Overall, serving content appears to be lightweight – minimal CPU load and minimal memory. Clearly higher than serving static web pages but the current VM should easily handle simultaneous users.
Publishing and packaging is CPU and memory intensive. The largest package (135K files) has a ~158MB metadata file and we currently download and parse that as one unit. That required giving Java a 4GB heap size. Once that files is parsed, we set up 135K HTTP transfers (one java object in memory per entry). On the 2 cores, it looked like 8 threads was ~optimal and the cpu load reported by 'top' stayed at 150-200%. To handle the largest packages, I moved the /tmp storage of the parallel retrieval (8 files – one per thread storing the compressed results streaming in) on the final storage (/sead_data). The bandwidth from NCSA to disk during the write phase was <=20MB/s (which includes the time for copying the 8 tmp files into one final zip on the same file system, etc.). Since write is one-time and we’re primarily looking at smaller packages, this is probably fine, but it might be worth some discussion to see where the bottleneck(s) are and if there are easy ones to remove either at UM or NCSA.
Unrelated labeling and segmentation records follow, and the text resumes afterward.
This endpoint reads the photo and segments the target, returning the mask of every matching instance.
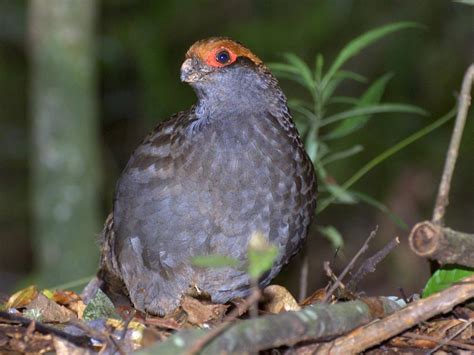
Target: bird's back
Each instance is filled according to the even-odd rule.
[[[254,232],[279,247],[268,283],[301,245],[314,209],[312,165],[288,121],[262,112],[196,126],[193,115],[159,127],[117,185],[123,279],[134,304],[152,313],[171,310],[193,286],[216,302],[245,296],[244,271],[197,268],[191,258],[245,260]]]

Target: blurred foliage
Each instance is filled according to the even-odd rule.
[[[24,0],[0,0],[0,239],[4,241],[0,248],[0,291],[11,289],[18,274],[24,275],[34,268],[27,188],[30,122],[26,4]],[[361,73],[366,80],[346,80],[338,96],[360,98],[370,87],[367,83],[378,82],[377,86],[385,86],[379,101],[383,98],[384,102],[408,102],[425,108],[432,116],[394,117],[390,122],[385,118],[374,119],[356,134],[332,140],[333,152],[357,147],[346,152],[352,154],[360,150],[358,146],[364,147],[350,159],[326,159],[325,164],[338,181],[347,181],[370,161],[374,152],[394,146],[447,112],[453,106],[453,93],[459,88],[464,70],[473,60],[473,51],[469,50],[474,43],[472,9],[449,0],[103,0],[100,6],[97,54],[104,216],[111,207],[117,176],[134,147],[158,121],[194,102],[192,90],[179,82],[179,67],[185,51],[197,39],[213,35],[233,37],[265,62],[280,61],[281,53],[290,52],[307,63],[313,63],[314,53],[324,53],[325,61],[333,63],[344,44],[371,28],[397,21],[414,21],[424,26],[426,30],[394,33],[349,61],[344,70]],[[285,80],[282,87],[288,97],[311,100],[299,84]],[[335,108],[344,104],[331,105]],[[409,215],[413,211],[416,216],[429,215],[450,130],[446,125],[407,147],[403,154],[393,156],[389,164],[365,175],[355,188],[369,191],[373,199],[391,207],[399,203],[393,201],[393,191],[399,200],[403,198],[399,190],[394,190],[400,183],[401,191],[408,191],[407,195],[413,197],[402,201],[402,210]],[[473,120],[468,119],[447,216],[447,223],[460,230],[474,229],[474,172],[467,163],[474,151],[474,140],[468,139],[473,133]],[[410,192],[412,187],[405,184],[412,184],[416,174],[426,171],[429,183],[423,187],[428,190],[428,198],[415,200]],[[414,177],[403,180],[407,173]],[[360,196],[356,198],[362,200]],[[407,203],[415,204],[416,210],[406,207]],[[363,237],[379,221],[373,211],[359,204],[336,204],[317,219],[319,225],[334,225],[343,235],[350,235],[346,240],[349,249],[359,244],[358,235]],[[383,235],[383,226],[379,230]],[[392,234],[387,236],[391,237]],[[319,269],[321,258],[330,258],[332,251],[316,238],[309,238],[308,242],[311,266]],[[387,285],[390,280],[392,289],[395,284],[405,287],[407,292],[413,287],[421,288],[422,278],[411,272],[413,265],[422,271],[423,265],[416,264],[408,252],[398,260],[394,258],[374,284]],[[319,270],[314,272],[320,274]],[[290,274],[289,279],[297,278]],[[315,284],[319,276],[311,279]]]
[[[361,144],[356,144],[344,150],[334,152],[332,142],[358,132],[377,113],[424,115],[426,112],[412,105],[380,102],[385,86],[392,77],[390,73],[383,75],[370,84],[360,97],[338,96],[337,89],[346,80],[367,81],[366,78],[358,73],[341,69],[349,59],[388,34],[414,27],[419,26],[411,22],[399,22],[372,29],[358,36],[339,52],[326,72],[323,71],[324,58],[322,54],[316,56],[314,70],[311,70],[300,57],[293,53],[285,54],[287,63],[270,64],[270,68],[276,72],[277,76],[298,83],[311,97],[309,101],[292,99],[289,101],[289,106],[296,112],[296,124],[303,138],[306,151],[313,161],[318,175],[318,213],[332,203],[354,204],[361,200],[383,212],[388,211],[388,208],[381,202],[360,192],[356,193],[348,190],[350,186],[340,185],[337,179],[329,174],[327,165],[335,161],[351,158],[363,150]],[[334,104],[339,104],[340,106],[336,108],[336,111],[330,107],[331,105],[334,106]],[[325,126],[333,128],[322,131]],[[390,149],[393,150],[393,147]],[[377,164],[382,161],[378,160]],[[370,172],[377,164],[373,164],[369,169],[366,169],[364,174]],[[354,177],[355,175],[352,175],[348,181],[353,180]],[[349,184],[346,183],[344,185]],[[394,216],[393,214],[389,215]],[[399,218],[395,217],[394,220],[399,225],[404,226],[404,223]],[[331,241],[335,249],[343,246],[342,236],[334,226],[320,227],[319,231]]]

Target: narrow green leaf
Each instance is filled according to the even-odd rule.
[[[390,158],[392,155],[398,153],[403,148],[409,146],[410,144],[416,142],[417,140],[421,139],[422,137],[426,136],[427,134],[434,131],[436,128],[441,127],[443,124],[448,122],[456,115],[457,108],[453,108],[449,111],[446,115],[438,118],[433,123],[429,124],[426,127],[423,127],[419,131],[413,133],[412,135],[408,136],[407,138],[403,139],[399,143],[395,144],[394,146],[388,148],[381,154],[377,155],[367,164],[365,164],[362,168],[360,168],[354,175],[352,175],[344,184],[342,184],[341,188],[344,190],[349,189],[352,185],[354,185],[357,181],[359,181],[365,174],[375,168],[377,165],[381,164],[383,161]],[[336,200],[334,196],[330,196],[318,204],[316,209],[316,213],[321,213],[324,211],[331,203]]]
[[[314,80],[319,83],[323,75],[324,57],[321,53],[316,56],[316,64],[314,68]]]
[[[419,24],[415,22],[396,22],[391,23],[385,26],[381,26],[365,32],[364,34],[356,37],[351,42],[349,42],[339,53],[339,55],[334,60],[334,63],[329,68],[328,72],[323,78],[323,87],[329,83],[334,74],[339,70],[339,68],[350,58],[358,54],[362,49],[369,46],[370,44],[376,42],[377,40],[385,37],[386,35],[400,31],[407,28],[420,28]]]
[[[378,104],[385,91],[385,87],[392,76],[392,73],[387,73],[375,80],[357,101],[356,107],[365,107],[368,105]],[[344,137],[365,126],[369,119],[370,115],[361,115],[344,120],[329,134],[327,134],[325,138],[336,139]]]
[[[327,191],[335,198],[336,202],[354,204],[357,199],[349,192],[336,184],[326,184]]]
[[[371,205],[377,208],[379,211],[386,214],[398,227],[402,228],[403,230],[408,230],[407,224],[399,216],[397,216],[395,213],[390,211],[390,209],[387,206],[385,206],[382,202],[377,201],[373,197],[359,191],[351,190],[351,193],[354,196],[358,197],[360,201],[363,201],[367,203],[368,205]]]
[[[334,78],[350,79],[357,81],[358,83],[367,82],[367,78],[365,76],[350,70],[339,70],[338,72],[336,72],[336,74],[334,74]]]
[[[192,264],[199,267],[237,267],[239,261],[225,255],[200,255],[192,258]]]
[[[454,2],[458,2],[464,5],[471,5],[474,6],[474,0],[454,0]]]
[[[356,105],[358,100],[354,97],[349,96],[334,96],[328,99],[328,104],[346,104],[346,105]]]
[[[336,89],[339,87],[339,85],[347,79],[351,79],[357,82],[366,82],[367,79],[359,75],[357,73],[351,72],[351,71],[346,71],[346,70],[340,70],[338,71],[334,77],[327,83],[326,86],[324,86],[323,92],[322,92],[322,101],[323,103],[326,103],[331,96],[334,94]]]
[[[277,75],[279,78],[288,79],[290,81],[293,81],[293,82],[301,85],[305,89],[307,89],[306,83],[304,82],[303,78],[298,73],[292,74],[292,73],[289,73],[289,72],[286,72],[286,71],[276,71],[276,70],[274,72],[275,72],[275,75]]]
[[[344,246],[344,238],[334,226],[319,226],[318,231],[331,242],[335,250],[341,249]]]
[[[443,266],[436,270],[423,289],[423,298],[442,291],[463,278],[474,275],[474,269],[462,266]]]
[[[321,159],[321,164],[328,165],[329,163],[332,163],[334,161],[349,158],[357,153],[360,153],[363,150],[364,147],[358,144],[353,146],[352,148],[328,155],[325,159]]]
[[[295,100],[288,101],[288,106],[291,110],[300,113],[303,117],[307,118],[310,121],[315,121],[316,116],[315,114],[307,108],[305,105],[302,105],[300,102],[296,102]]]
[[[427,112],[417,106],[413,105],[406,105],[406,104],[379,104],[379,105],[370,105],[365,107],[358,107],[354,109],[350,109],[347,111],[343,111],[340,113],[336,113],[330,117],[327,117],[321,120],[321,127],[326,126],[328,124],[342,121],[348,118],[353,118],[361,115],[368,115],[374,113],[413,113],[418,115],[427,115]]]

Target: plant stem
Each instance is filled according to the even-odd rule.
[[[365,174],[367,174],[370,170],[372,170],[375,166],[382,163],[384,160],[388,159],[395,153],[399,152],[403,148],[409,146],[411,143],[416,142],[418,139],[422,138],[423,136],[427,135],[428,133],[434,131],[436,128],[442,126],[446,122],[448,122],[451,118],[454,117],[456,113],[456,108],[453,108],[443,117],[437,119],[432,124],[420,129],[418,132],[413,133],[411,136],[408,136],[398,144],[390,147],[383,153],[377,155],[367,164],[365,164],[362,168],[360,168],[351,178],[349,178],[344,184],[341,185],[343,190],[347,190],[352,185],[354,185],[357,181],[359,181]],[[316,209],[316,213],[320,213],[324,211],[332,202],[334,202],[335,197],[330,196],[326,200],[321,201],[318,208]]]

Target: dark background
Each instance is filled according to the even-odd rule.
[[[27,1],[0,0],[0,292],[35,282],[28,5]],[[97,7],[101,220],[111,208],[115,181],[134,147],[157,122],[194,102],[191,88],[179,81],[179,68],[187,48],[198,39],[230,36],[265,62],[281,61],[282,53],[293,52],[312,66],[317,53],[328,63],[349,40],[376,26],[402,20],[425,26],[424,30],[396,32],[345,66],[370,81],[393,72],[384,100],[420,106],[430,116],[377,115],[359,134],[344,141],[344,145],[359,143],[365,149],[332,167],[338,181],[449,111],[474,54],[473,7],[452,1],[104,0]],[[287,96],[301,95],[287,81],[281,80],[281,85]],[[357,96],[363,89],[347,82],[341,91]],[[465,128],[447,215],[450,227],[466,232],[474,230],[472,118],[471,114]],[[398,153],[364,177],[357,189],[388,205],[409,227],[429,219],[451,129],[452,122]],[[337,227],[346,245],[334,256],[330,243],[312,232],[307,245],[310,290],[326,282],[324,260],[339,270],[376,225],[379,230],[372,251],[396,235],[402,246],[361,288],[369,294],[398,294],[399,287],[412,293],[426,282],[428,266],[409,251],[408,231],[398,229],[374,208],[331,206],[318,215],[316,223]],[[93,273],[98,247],[89,244],[91,260],[71,279]],[[300,259],[296,257],[277,282],[296,290]]]

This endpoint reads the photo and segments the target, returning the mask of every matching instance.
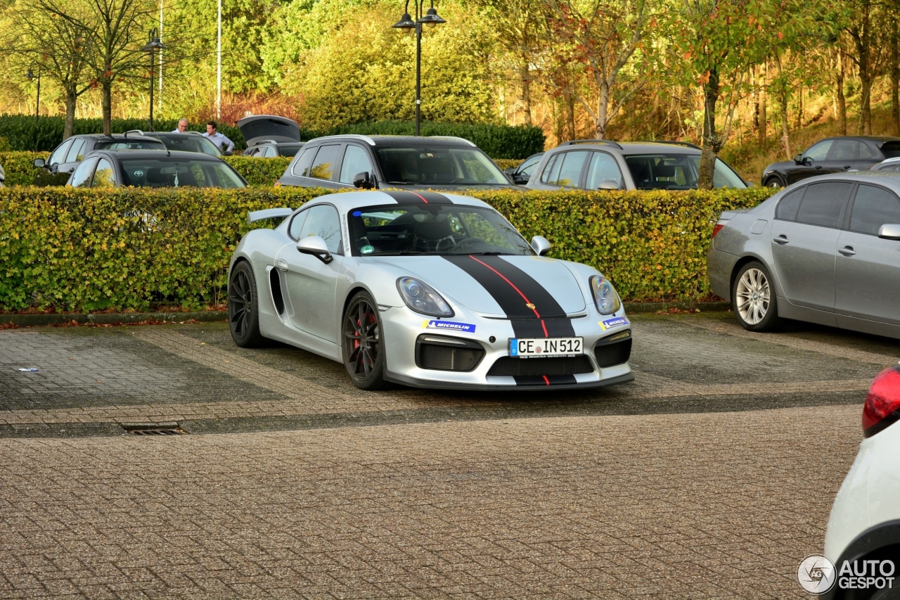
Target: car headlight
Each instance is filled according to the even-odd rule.
[[[431,316],[453,316],[453,309],[441,295],[428,284],[415,277],[397,279],[397,289],[403,296],[406,305],[422,314]]]
[[[602,275],[590,277],[590,291],[594,295],[594,305],[600,314],[612,314],[622,307],[616,288]]]

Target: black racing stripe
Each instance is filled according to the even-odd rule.
[[[452,205],[450,198],[437,192],[407,192],[406,190],[381,190],[400,204]]]
[[[544,378],[546,377],[546,378]],[[516,375],[517,386],[565,386],[578,383],[574,375]]]
[[[444,259],[484,287],[509,317],[518,337],[555,338],[575,334],[572,321],[565,318],[565,312],[550,292],[530,275],[500,257],[464,255],[445,256]],[[528,302],[535,305],[534,309],[527,306]]]

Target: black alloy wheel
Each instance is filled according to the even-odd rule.
[[[353,385],[368,390],[387,387],[381,317],[378,305],[366,292],[359,292],[350,300],[342,330],[344,366]]]
[[[241,348],[255,348],[263,343],[259,332],[259,307],[256,280],[250,263],[242,260],[231,269],[228,282],[228,322],[231,339]]]

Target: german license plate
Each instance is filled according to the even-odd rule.
[[[583,338],[510,338],[509,356],[519,359],[572,357],[584,354]]]

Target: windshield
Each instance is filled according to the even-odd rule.
[[[410,148],[378,150],[384,180],[392,185],[508,186],[509,181],[477,148]]]
[[[640,154],[626,156],[625,161],[637,189],[697,189],[699,154]],[[747,184],[716,159],[713,186],[745,188]]]
[[[384,205],[351,211],[353,256],[534,255],[516,228],[490,208]]]
[[[237,171],[212,160],[125,159],[124,186],[138,187],[246,187]]]

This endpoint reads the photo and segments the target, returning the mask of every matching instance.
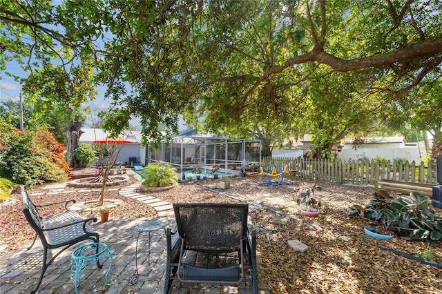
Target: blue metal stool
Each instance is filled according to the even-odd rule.
[[[164,228],[164,231],[166,231],[164,223],[159,219],[152,219],[150,221],[145,222],[138,226],[137,226],[137,231],[138,232],[138,235],[137,236],[137,244],[135,245],[135,268],[136,268],[136,275],[132,277],[131,279],[131,283],[133,285],[137,282],[138,282],[138,263],[137,262],[137,248],[138,248],[138,238],[140,237],[140,234],[142,233],[149,233],[149,246],[148,248],[148,264],[151,265],[151,234],[155,231],[158,231],[160,228]]]
[[[112,268],[112,255],[107,245],[103,243],[92,243],[81,246],[73,251],[70,255],[70,271],[74,273],[70,275],[70,278],[75,279],[76,293],[78,294],[78,286],[81,280],[81,271],[90,264],[99,264],[99,259],[105,258],[109,259],[109,268],[106,273],[105,284],[106,286],[110,286],[108,282],[108,275]]]

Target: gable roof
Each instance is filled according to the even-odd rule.
[[[80,136],[79,141],[81,143],[92,143],[109,136],[109,133],[102,128],[81,128],[81,131],[84,132]],[[140,130],[128,130],[120,136],[122,139],[135,144],[141,144],[141,137]]]

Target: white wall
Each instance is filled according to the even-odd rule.
[[[275,157],[298,158],[302,156],[302,149],[282,149],[271,152],[271,156]]]

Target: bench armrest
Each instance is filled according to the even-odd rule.
[[[84,231],[84,233],[88,233],[86,230],[86,225],[90,221],[93,221],[93,222],[97,222],[98,221],[98,219],[97,219],[97,217],[90,217],[88,219],[80,219],[80,220],[78,220],[77,222],[70,222],[68,224],[64,224],[63,226],[54,226],[54,227],[48,228],[42,228],[41,231],[45,232],[45,231],[53,231],[53,230],[58,230],[58,229],[61,228],[66,228],[66,226],[72,226],[73,224],[83,223],[83,231]]]
[[[64,203],[64,208],[66,208],[66,210],[67,211],[69,211],[69,210],[68,209],[68,204],[70,202],[72,202],[73,204],[74,204],[74,203],[77,202],[77,200],[73,199],[68,200],[68,201],[61,201],[59,202],[48,203],[46,204],[40,204],[40,205],[34,204],[34,205],[35,206],[35,207],[45,207],[45,206],[50,206],[51,205],[61,204]]]

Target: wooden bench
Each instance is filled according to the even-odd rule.
[[[68,210],[68,204],[70,202],[75,203],[75,200],[35,205],[30,200],[24,189],[22,189],[21,197],[23,204],[23,213],[26,217],[26,220],[35,231],[34,240],[28,248],[28,250],[34,246],[37,236],[40,238],[44,248],[43,265],[40,279],[35,288],[30,292],[31,293],[35,293],[41,284],[41,280],[46,269],[63,251],[71,246],[85,240],[92,240],[95,243],[99,243],[98,233],[95,233],[88,224],[90,221],[95,222],[97,219],[96,217],[83,219],[77,212],[69,211]],[[66,211],[46,217],[40,217],[37,209],[39,207],[61,204],[64,204]],[[49,261],[47,261],[48,251],[55,248],[60,248],[60,250],[57,254],[52,255]],[[97,246],[97,248],[98,250],[98,246]],[[97,262],[97,266],[100,268],[102,268],[102,265],[98,261]]]
[[[412,192],[419,192],[423,196],[432,197],[433,195],[432,184],[417,183],[415,182],[393,181],[383,179],[378,182],[378,188],[401,194],[410,194]]]

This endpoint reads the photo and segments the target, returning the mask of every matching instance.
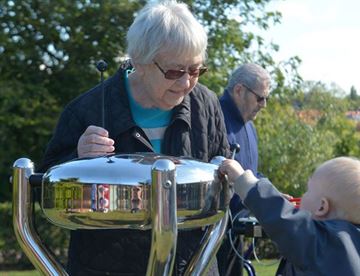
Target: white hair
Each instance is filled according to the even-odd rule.
[[[241,83],[256,91],[262,85],[270,87],[270,81],[270,75],[264,68],[254,63],[247,63],[234,70],[226,89],[232,93],[235,85]]]
[[[127,52],[140,64],[150,64],[161,52],[206,59],[207,35],[188,6],[176,1],[149,3],[127,33]]]

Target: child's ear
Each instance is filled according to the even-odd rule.
[[[320,206],[315,211],[315,216],[319,218],[324,218],[327,216],[327,214],[330,211],[330,203],[329,200],[326,197],[322,197],[320,200]]]

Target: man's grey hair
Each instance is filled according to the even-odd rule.
[[[226,89],[232,93],[235,85],[238,83],[257,91],[262,84],[270,87],[271,79],[269,73],[264,68],[254,63],[247,63],[233,71]]]
[[[160,52],[206,59],[207,34],[188,6],[177,1],[148,3],[127,33],[127,52],[140,64],[150,64]]]

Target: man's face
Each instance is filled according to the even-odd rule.
[[[266,84],[258,85],[258,89],[252,89],[244,84],[238,83],[233,90],[235,104],[240,110],[245,122],[254,120],[257,113],[266,107],[269,97],[269,87]]]

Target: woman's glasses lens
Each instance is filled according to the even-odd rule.
[[[164,74],[164,77],[168,80],[177,80],[180,79],[185,73],[188,73],[190,77],[199,77],[207,71],[207,67],[200,67],[196,69],[185,70],[167,70],[164,71],[157,62],[154,62],[157,68]]]

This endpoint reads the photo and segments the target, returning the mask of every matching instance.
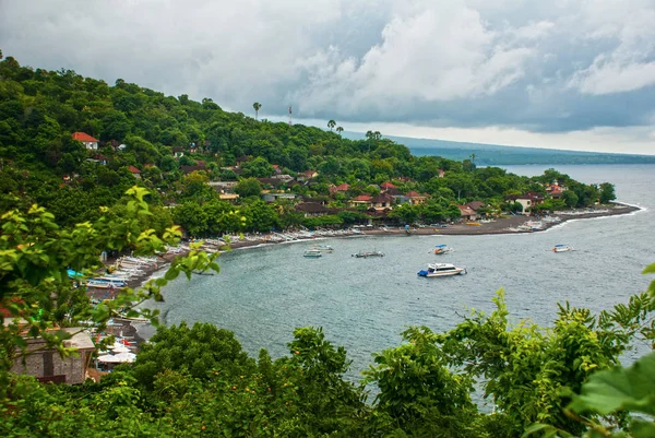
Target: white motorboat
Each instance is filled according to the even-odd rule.
[[[571,248],[571,247],[570,247],[570,246],[568,246],[568,245],[561,245],[561,244],[560,244],[560,245],[556,245],[556,246],[552,248],[552,252],[568,252],[568,251],[574,251],[574,249],[573,249],[573,248]]]
[[[427,270],[418,271],[419,276],[450,276],[466,273],[466,268],[457,268],[452,263],[430,263]]]
[[[434,253],[437,256],[441,256],[441,254],[448,254],[451,252],[454,252],[455,250],[452,249],[451,247],[449,247],[448,245],[437,245],[434,247]]]
[[[323,252],[321,252],[318,249],[308,249],[307,251],[305,251],[305,253],[302,254],[302,257],[307,257],[307,258],[319,258],[319,257],[323,257]]]
[[[317,251],[321,251],[321,252],[332,252],[332,251],[334,251],[334,248],[332,248],[330,245],[317,245],[315,247],[311,247],[310,250],[317,250]]]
Some minimal additional work to remove the synchronous RESTful calls in the landing page should be all that's needed to provide reasonable performance on the existing VM. Beyond that, there are a number of areas in management/monitoring where we may want to adjust the machine configuration and/or create some tools:
The publication script could be automated (e.g. cron job) and we could leverage the policy-enforcement additions made at Indiana to only process compliant requests and to alert an operator (e.g. via email) when a non-compliant request is submitted and/or to allow out-of-band communication with users regarding publications).
Test DOIs expire in two weeks, so it is useful to remove test publications older than 2 weeks, which requires removal of the zip file (and the two associated cache files), This could be manual or on a timer. If we decide to support test and 'real' publications using the same instance, this script would need to read the DOI information in the metadata to assure that only data with test DOIs are deleted.
The SRP supports Google Analytics and should soon provide information both about views of the landing page as well as any subsequent downloads of the individual files or zipped publication.We may want to configure this to send information to SEAD or ARC.
If we want an overall home landing page and/or search capability across publications, we should be able to adapt code developed at Indiana. (Conversely, some of the performance improvements made in testing at UM may be usable at Indiana).